Getting the webpage from the internet seems to have been successful. I can see that the title of the webpage is the correct one, but let's write it out in code to be sure:

In [4]:
soup.title

<title>List of Falcon 9 and Falcon Heavy launches - Wikipedia</title>

Great!

## Sifting through the HTML Data

First thing on the agenda is to get the table we want. Let's get all of the tables using BeautifulSoup's `find_all` method:

In [5]:
tables = soup.find_all('table')

# tables

First, I just need to get the table column names, so I'm going to select one table to parse first. By looking at the webpage in a browser, it's clear that the first table of interest is the third one on the page.
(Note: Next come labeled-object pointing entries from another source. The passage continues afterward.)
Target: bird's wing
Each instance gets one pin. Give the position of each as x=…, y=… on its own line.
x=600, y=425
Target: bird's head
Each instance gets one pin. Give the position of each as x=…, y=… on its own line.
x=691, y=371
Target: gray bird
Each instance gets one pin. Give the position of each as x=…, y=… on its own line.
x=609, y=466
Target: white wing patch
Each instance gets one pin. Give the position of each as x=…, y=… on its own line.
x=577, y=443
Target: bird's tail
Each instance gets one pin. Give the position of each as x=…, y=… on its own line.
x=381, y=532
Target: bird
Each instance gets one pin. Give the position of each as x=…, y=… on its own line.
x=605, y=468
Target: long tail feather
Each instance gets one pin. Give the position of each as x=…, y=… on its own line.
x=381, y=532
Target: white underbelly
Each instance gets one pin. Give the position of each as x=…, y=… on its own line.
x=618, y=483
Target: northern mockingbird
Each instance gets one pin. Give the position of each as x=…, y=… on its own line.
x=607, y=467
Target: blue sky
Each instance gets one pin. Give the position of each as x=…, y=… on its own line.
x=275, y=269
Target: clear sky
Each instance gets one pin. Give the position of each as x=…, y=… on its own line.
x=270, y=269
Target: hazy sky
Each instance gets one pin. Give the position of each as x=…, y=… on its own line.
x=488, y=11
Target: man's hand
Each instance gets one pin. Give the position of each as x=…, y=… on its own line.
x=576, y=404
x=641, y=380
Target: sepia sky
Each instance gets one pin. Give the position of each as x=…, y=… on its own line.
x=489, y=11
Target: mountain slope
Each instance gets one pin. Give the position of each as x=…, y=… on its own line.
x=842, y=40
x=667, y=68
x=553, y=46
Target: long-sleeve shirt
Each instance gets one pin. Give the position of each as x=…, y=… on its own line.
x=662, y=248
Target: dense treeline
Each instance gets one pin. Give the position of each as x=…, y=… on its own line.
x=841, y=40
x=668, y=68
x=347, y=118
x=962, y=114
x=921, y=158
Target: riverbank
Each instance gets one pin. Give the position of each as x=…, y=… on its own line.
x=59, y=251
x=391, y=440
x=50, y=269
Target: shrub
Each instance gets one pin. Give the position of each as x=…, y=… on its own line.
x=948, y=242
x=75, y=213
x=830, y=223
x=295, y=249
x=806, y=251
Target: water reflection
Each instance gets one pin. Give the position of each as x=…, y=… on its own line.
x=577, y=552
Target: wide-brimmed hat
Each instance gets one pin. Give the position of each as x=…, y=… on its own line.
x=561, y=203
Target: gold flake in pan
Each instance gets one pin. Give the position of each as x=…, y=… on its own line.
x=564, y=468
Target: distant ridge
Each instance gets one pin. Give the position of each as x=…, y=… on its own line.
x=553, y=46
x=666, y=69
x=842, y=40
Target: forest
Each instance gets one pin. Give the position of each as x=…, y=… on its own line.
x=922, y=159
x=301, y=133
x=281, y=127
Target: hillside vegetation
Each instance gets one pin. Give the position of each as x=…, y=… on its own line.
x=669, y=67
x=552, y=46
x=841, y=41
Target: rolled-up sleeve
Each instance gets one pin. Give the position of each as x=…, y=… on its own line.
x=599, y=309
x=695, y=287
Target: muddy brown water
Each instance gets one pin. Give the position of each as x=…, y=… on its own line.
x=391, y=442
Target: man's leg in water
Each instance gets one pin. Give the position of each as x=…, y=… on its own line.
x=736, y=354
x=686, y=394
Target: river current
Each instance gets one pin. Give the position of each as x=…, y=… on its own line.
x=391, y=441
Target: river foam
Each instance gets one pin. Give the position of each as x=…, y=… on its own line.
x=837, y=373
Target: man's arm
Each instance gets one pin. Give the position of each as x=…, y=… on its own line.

Select it from the list:

In [6]:
falcon9_2020_table = copy.copy(tables[2])

# falcon9_2020_table

Now I will select get the column names by selecting the table headers:

In [7]:
table_headers = falcon9_2020_table.find_all(name='th')
# for tbl_header in table_headers:
#     print(tbl_header)

Clearly we need to do some processing to get the column names from each element. The project guide has the following function to extract the column names from the table headers:

In [8]:
def extract_column_from_header(row):
    if (row.br):
        row.br.extract()
    if row.a:
        row.a.extract()  
        # this will remove the a tags from columns 3 and 10, 
        # removing the column name in the process
        # will have to manually add the column later
    if row.sup:
        row.sup.extract()
        
    column_name = ' '.join(row.contents)
    
    # Filter the digit and empty names
    if not(column_name.strip().isdigit()):  # if string isnt a digit
        column_name = column_name.strip()  # strip spaces 
        return column_name 

In [9]:
col_names = []

for table_header in table_headers:
    name = extract_column_from_header(table_header)
    if name is not None and len(name) > 0:
        col_names.append(name)

print(col_names)

['Flight No.', 'Date and time ( )', 'Launch site', 'Payload', 'Payload mass', 'Orbit', 'Customer', 'Launch outcome']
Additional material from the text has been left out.